Summarize scalars and tensors#
It is often useful to track various values of interest during training. This section introduces APIs for summarizing various tensors in a PyTorch model and inspecting them during or after a run.
Scalar Summaries#
Motivation#
It is often useful to visualize various scalar values during training. This
may include scalar values such as learning rate, gradient norms, etc. For this,
we provide the scalar_summary
API which allows to summarize scalar model
tensors. These summaries are written to Tensorboard events files and can be
visualized using Tensorboard.
How to Use Scalar Summaries#
The scalar summary API can be imported as follows:
from modelzoo.common.pytorch.summaries import scalar_summary
In order to summarize a scalar tensor S
, add the following statement to the
model definition code:
scalar_summary("my_scalar_tensor", S)
During training, the value of S
will be periodically written to the
Tensorboard events file and can be visualized in TensorBoard.
Note
Some common scalar tensors that are generally desirable to track during
training are already implemented in Cerebras Model Zoo. They are disabled
by default, but to enable them, set log_summaries: True
in the
runconfig
section of the params file passed to a Cerebras Model Zoo run.
Tensor Summaries#
Motivation#
In the section above, we described how to summarize scalar values
which can be visualized in TensorBoard. However, there are cases where it is
desirable to summarize arbitrary tensor shapes. Since TensorBoard only supports
scalar summaries, we provide a separate API, which is very similar to
scalar_summary
API, but for summarizing tensors of arbitrary shapes.
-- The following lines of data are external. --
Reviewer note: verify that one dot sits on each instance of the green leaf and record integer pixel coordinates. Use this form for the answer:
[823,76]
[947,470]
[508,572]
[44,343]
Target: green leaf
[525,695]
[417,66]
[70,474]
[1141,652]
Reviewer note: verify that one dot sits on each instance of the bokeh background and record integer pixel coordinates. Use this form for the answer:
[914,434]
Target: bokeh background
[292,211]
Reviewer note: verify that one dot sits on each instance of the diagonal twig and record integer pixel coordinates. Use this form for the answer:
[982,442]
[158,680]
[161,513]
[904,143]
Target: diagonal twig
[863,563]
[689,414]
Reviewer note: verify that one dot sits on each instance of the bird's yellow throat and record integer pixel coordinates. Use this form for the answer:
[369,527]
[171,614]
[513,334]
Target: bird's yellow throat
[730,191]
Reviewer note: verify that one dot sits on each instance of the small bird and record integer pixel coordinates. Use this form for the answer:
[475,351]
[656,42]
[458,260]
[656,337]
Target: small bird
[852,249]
How to Use Tensor Summaries#
The tensor summary API can be imported as follows:
from modelzoo.common.pytorch.summaries import tensor_summary
In order to summarize a tensor T
, add the following statement to the model
definition code:
tensor_summary("my_custom_name", T)
Under the hood, we mark the provided tensor as an output of the graph and fetch
its value at every log step (similar to losses and other scalar summaries). This
value is then written out to a file and can be later retrieved through the
TensorSummaryReader
API (see below).
Here’s a simple example where we’d like to summarize the input features and last layer’s logits of a fully connected network:
from modelzoo.common.pytorch.summaries import tensor_summary
class FC(nn.Module):
def forward(self, features):
tensor_summary("features", features)
logits = self.fc_layer(features)
tensor_summary("last_layer_logits", logits)
return logits
In order to retrieve the saved values of these tensors during or after a run,
use the TensorSummaryReader
API which supports listing all available tensor
names and fetching a tensor by name for a given step. TensorSummaryReader
object takes as input a single argument denoting the path to a Tensorboard
events file or a directory containing Tensorboard events files. Location of
tensor summaries are inferred from these events files as there is a one-to-one
mapping from Tensorboard events files and tensor summary directories.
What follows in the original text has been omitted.